Israeli rights groups protest detention of journalist in Lebanon
 
 

                                September 27, 1999 17:36 GMT
 

  TEL AVIV, Sept 27 (AFP) - Israeli human rights groups gathered outside
the ministry of defence Monday to
   protest the detention of a Lebanese journalist jailed without trial in
the Israeli-occupied security zone of  southern Lebanon.
 

     Some 30 protestors demanded that Israeli Prime Minister and Defence
Minister Ehud Barak release freelance
   journalist Cosette Ibrahim, 25, who is being held by Israel's proxy
militia, the South Lebanon Army (SLA), in  Khiam prison.

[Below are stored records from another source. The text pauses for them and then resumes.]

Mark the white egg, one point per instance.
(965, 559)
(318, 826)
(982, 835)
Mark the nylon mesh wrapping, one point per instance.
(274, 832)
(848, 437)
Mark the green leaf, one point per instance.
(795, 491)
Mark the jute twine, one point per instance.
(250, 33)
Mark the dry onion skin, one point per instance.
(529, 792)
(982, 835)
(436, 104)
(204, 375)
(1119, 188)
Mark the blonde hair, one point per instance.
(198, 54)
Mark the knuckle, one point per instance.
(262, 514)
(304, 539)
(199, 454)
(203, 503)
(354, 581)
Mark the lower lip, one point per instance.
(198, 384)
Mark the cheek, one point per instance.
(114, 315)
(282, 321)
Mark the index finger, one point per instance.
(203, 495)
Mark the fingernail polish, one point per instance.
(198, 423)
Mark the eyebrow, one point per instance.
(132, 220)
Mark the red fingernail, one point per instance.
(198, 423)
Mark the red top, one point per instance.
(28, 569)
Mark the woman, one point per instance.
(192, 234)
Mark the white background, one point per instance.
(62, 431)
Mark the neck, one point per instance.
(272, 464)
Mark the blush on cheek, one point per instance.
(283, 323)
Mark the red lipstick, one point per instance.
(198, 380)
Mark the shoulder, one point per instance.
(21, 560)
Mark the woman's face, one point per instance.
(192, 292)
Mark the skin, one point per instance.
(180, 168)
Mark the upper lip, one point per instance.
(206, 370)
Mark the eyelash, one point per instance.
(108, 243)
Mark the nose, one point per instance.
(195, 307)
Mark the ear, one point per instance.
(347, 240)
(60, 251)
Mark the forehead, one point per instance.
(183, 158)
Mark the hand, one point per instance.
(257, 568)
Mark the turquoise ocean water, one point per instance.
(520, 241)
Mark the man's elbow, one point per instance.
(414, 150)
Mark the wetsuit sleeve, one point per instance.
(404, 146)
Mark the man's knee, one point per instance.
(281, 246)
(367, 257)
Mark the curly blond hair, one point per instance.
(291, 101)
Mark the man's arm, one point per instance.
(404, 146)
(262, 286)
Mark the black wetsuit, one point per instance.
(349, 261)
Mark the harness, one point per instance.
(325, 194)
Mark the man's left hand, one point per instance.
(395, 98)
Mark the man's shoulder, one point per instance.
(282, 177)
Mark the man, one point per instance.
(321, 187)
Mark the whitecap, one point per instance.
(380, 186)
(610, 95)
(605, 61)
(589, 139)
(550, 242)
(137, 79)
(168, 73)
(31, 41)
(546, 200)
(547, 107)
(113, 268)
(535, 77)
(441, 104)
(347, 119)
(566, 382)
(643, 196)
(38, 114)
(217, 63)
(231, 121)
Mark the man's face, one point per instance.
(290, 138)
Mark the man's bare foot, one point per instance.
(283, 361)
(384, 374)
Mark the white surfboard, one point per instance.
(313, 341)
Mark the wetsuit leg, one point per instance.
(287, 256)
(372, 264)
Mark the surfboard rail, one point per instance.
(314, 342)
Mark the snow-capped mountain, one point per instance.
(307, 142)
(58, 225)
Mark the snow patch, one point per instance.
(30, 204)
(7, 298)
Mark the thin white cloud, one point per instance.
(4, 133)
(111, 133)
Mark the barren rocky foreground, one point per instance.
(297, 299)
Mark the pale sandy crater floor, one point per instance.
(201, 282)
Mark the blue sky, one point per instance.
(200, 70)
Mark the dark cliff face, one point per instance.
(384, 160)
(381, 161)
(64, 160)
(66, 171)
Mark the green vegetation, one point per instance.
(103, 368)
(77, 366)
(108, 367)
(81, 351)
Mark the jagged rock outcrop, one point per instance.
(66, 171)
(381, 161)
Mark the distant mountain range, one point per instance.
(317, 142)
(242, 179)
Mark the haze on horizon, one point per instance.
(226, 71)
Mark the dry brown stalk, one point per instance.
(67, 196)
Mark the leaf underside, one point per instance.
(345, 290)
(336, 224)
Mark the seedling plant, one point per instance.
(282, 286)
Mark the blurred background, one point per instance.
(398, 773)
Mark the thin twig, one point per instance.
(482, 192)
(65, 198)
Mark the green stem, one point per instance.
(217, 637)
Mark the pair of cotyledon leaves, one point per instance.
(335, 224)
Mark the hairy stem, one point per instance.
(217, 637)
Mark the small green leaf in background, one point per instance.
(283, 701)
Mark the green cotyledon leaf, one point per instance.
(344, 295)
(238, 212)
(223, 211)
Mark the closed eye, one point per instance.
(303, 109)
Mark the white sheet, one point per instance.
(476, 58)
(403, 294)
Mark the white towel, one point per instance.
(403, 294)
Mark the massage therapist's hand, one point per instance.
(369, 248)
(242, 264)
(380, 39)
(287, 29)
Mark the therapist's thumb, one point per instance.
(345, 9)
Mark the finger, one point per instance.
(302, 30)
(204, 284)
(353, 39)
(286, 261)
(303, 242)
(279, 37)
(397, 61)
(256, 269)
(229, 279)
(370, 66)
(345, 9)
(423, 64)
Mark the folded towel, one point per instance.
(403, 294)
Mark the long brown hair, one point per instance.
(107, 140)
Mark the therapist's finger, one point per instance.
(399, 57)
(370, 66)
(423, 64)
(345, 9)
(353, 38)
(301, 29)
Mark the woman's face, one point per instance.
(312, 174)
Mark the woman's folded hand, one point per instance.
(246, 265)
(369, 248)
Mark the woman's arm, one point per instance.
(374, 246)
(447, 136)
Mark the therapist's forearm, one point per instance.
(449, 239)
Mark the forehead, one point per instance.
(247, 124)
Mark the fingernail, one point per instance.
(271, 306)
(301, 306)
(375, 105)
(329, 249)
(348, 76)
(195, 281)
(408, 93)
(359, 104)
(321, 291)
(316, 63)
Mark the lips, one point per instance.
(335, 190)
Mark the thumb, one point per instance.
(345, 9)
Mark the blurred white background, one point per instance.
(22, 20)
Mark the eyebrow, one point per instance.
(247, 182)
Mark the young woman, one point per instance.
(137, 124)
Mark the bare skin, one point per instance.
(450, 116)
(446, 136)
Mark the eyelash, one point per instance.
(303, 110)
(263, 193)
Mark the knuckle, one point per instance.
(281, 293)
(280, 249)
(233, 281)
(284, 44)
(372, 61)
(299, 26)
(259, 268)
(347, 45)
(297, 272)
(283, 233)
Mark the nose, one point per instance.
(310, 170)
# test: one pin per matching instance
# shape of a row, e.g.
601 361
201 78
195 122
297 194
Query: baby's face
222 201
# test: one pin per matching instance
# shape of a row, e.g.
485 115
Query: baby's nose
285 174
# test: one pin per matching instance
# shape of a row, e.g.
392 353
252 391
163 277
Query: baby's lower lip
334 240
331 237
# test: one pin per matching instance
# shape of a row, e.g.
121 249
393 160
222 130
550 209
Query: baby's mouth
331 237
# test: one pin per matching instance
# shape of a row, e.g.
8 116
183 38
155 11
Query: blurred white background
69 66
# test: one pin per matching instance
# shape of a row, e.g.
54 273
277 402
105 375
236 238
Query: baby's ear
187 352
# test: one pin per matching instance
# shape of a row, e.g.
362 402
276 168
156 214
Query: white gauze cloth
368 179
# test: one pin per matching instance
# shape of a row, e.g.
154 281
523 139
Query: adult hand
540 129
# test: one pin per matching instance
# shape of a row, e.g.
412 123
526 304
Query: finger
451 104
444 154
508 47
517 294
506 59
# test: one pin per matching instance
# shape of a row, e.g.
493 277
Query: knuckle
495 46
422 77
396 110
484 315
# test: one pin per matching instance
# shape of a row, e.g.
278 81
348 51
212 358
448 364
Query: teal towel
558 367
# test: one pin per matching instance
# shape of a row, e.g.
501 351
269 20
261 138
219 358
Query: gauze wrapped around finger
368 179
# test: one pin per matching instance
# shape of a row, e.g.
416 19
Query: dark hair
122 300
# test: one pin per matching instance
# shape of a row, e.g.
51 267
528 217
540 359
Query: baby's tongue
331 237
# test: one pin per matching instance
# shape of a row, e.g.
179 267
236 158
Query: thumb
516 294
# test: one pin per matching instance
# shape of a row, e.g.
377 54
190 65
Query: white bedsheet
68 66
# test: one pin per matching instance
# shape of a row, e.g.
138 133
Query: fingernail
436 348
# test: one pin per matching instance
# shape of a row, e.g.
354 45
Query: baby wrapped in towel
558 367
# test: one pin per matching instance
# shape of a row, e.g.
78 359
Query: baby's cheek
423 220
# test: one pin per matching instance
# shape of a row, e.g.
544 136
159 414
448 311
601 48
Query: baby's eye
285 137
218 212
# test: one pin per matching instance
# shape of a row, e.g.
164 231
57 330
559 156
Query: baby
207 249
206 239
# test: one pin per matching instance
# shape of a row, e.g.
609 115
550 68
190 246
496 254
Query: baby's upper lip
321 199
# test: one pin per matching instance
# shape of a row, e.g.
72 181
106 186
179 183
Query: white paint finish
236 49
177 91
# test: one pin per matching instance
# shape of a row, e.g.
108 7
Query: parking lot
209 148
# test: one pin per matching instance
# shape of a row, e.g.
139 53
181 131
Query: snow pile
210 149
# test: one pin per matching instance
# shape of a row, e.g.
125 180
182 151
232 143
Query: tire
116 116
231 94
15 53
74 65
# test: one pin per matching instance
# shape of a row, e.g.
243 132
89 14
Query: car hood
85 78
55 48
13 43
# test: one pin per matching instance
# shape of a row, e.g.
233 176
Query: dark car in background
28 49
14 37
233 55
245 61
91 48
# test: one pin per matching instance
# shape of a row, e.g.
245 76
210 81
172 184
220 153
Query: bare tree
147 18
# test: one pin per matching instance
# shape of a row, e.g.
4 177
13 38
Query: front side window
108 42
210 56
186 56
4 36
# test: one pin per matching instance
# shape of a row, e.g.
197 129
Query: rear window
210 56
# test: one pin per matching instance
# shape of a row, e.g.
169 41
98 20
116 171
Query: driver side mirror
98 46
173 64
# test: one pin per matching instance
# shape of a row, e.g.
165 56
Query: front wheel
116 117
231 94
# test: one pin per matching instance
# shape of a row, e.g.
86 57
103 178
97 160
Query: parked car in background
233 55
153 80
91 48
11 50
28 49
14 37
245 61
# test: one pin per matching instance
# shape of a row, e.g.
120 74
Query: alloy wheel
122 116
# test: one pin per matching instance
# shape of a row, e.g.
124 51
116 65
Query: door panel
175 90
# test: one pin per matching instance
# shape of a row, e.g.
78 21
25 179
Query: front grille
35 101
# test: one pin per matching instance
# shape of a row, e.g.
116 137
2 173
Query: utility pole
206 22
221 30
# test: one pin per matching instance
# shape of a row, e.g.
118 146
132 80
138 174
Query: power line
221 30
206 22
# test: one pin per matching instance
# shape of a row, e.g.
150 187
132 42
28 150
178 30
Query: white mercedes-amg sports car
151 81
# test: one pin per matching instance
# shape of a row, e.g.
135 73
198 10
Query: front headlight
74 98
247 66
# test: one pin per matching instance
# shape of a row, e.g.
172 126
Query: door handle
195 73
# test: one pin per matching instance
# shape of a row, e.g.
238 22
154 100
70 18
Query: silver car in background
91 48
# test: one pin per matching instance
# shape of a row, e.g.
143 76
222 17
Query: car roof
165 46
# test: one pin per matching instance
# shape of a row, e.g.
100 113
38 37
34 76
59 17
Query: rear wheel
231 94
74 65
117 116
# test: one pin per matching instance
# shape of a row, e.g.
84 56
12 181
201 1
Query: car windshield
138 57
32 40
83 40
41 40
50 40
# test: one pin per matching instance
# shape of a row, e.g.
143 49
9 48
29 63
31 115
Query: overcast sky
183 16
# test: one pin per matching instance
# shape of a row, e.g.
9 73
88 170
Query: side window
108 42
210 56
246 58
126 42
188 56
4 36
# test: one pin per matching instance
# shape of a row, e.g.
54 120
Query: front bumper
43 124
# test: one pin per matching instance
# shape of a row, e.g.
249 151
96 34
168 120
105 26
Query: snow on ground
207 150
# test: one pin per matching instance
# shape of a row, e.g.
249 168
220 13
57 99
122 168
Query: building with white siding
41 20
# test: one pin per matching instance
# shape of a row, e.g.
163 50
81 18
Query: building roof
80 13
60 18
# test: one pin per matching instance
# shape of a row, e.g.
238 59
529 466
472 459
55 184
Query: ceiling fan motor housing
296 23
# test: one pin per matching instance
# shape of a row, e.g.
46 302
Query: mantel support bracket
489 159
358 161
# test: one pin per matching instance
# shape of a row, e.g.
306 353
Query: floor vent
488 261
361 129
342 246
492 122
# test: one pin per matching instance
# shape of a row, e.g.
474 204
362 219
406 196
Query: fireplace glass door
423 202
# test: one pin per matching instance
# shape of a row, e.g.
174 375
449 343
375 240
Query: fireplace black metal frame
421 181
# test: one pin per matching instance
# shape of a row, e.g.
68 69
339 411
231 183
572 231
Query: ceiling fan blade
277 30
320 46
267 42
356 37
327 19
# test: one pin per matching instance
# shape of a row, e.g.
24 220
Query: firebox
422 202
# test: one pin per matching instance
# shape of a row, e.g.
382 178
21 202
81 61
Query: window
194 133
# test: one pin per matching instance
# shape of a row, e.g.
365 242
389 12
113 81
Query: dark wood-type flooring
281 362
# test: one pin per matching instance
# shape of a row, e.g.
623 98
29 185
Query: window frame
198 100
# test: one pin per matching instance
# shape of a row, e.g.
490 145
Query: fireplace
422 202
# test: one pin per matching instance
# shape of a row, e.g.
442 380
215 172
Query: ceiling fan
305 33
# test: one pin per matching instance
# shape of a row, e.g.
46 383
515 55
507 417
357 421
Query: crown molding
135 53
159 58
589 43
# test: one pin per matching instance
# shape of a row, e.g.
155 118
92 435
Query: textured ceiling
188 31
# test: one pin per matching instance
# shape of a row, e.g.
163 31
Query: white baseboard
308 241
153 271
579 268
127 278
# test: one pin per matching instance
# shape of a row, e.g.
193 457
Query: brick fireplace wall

  She was seized on September 2 near Rmeish village in the occupied zone
with two men identified as De Gaulle Bou Taleb, 40, and Samir Khiami, 22.
 

   Mohammad Barakeh, the leader of the communist Hadash party in the
Knesset, Israel's parliament, urged Barak to release Ibrahim immediately.
 

   "I sent the prime minister a letter urging him to release the journalist
 and asking him to grant me permission to
    go to visit her and assess the situation on the ground," Barakeh, an
 Arab Israeli, told AFP.
 
   "The government is acting like a gang of highway robbers, this time they
 went too far," he said, putting the
    responsibility for Ibrahim's detention on Israel's shoulders.
 
    "Israel is responsible for what goes on in Khiam, I know that because I
 am in touch with people detained there.
    I reject Israeli claims that it is run by the SLA," he added.
 
    Amnesty International has repeatedly criticised cases of torture and ill
 treatment of the more than 140  detainees at Khiam.
 
 
    Lebanese human rights groups say Ibrahim is accused of writing reports
 about the occupied zone and
    submitting information to the Lebanese army about Israeli military
 movements.
 
  The Israeli army was not available for immediate comment.